A la fin du jeûne du 9 Av, nous avons appris que le Rabbi allait se rendre à l’hôpital. Je dois préciser que, durant toutes ses hospitalisations, je n’ai jamais pénétré dans la chambre de la Rabbanit afin de respecter son besoin d’intimité. Je restais dans le couloir afin d’être disponible pour les infirmières.
Après avoir entendu que le Rabbi allait arriver, je vis l’infirmière sortir bouleversée de la chambre. Des larmes coulaient même sur ses joues tandis qu’elle m’expliqua : « Jamais je n’ai vu une femme aussi extraordinaire. Quand elle a appris que son mari – le Rabbi – allait arriver, elle m’a demandé de l’aider à mieux s’habiller et à se maquiller afin de masquer sa pâleur et ne pas lui causer de peine ! »
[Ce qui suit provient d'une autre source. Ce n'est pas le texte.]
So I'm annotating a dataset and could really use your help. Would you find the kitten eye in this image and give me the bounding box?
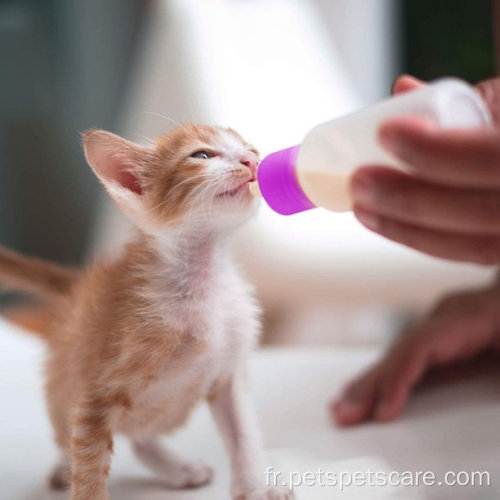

Même après qu’elle eut quitté l’hôpital, nous avons continué avec des infirmières privées qui se succédaient à son chevet toutes les huit heures. Ceci dura environ un an. C’est moi qui m’occupais de tout et je demandai à la présidente de cet organisme privé de ne proposer que des infirmières particulièrement courtoises et discrètes.
Je dois préciser que jamais la Rabbanit ne m’avait demandé quoi que ce soit. Elle ne supportait pas d’importuner les autres bien que tous se seraient fait une joie et un honneur de lui rendre service.
Cependant un dimanche particulièrement froid et pluvieux, elle me téléphona : « J’ai un très grand service à te demander, s’excusa-t-elle, mais il m’est pénible de te déranger ! »
– Rabbanit, m’empressais-je d’affirmer, c’est avec joie que je ferai pour vous tout mon possible ! C’est un grand privilège !
– Voilà ! Je me sens beaucoup mieux mais il est déjà huit heures vingt et l’infirmière suivante n’est pas encore arrivée. En ce qui me concerne, cela ne me dérange pas mais mon mari refuse de quitter la maison pour se rendre au « 770 » tant que je serai seule. Pourrais-tu téléphoner au bureau des infirmières pour t’informer de la raison de ce retard ?
Tout en l’écoutant, je me disais qu’à l’étage, le Rabbi disposait d’une pièce dans laquelle il pouvait travailler, avec des dizaines, des centaines de livres à sa disposition. Mais la Rabbanit savait que du travail important l’attendait au « 770 », qu’il avait peut-être besoin de ses secrétaires, que des gens cherchaient probablement à lui parler… Pour éviter de faire perdre son temps au Rabbi, la Rabbanit avait fait une entorse à ses principes et, contrairement à son habitude, elle m’avait demandé un service…
Bien sûr, j’ai immédiatement téléphoné à la compagnie afin d’obtenir qu’une infirmière se déplace dans les plus brefs délais : nous lui avons payé le taxi et l’avons généreusement rémunérée afin de rassurer le Rabbi et la Rabbanit.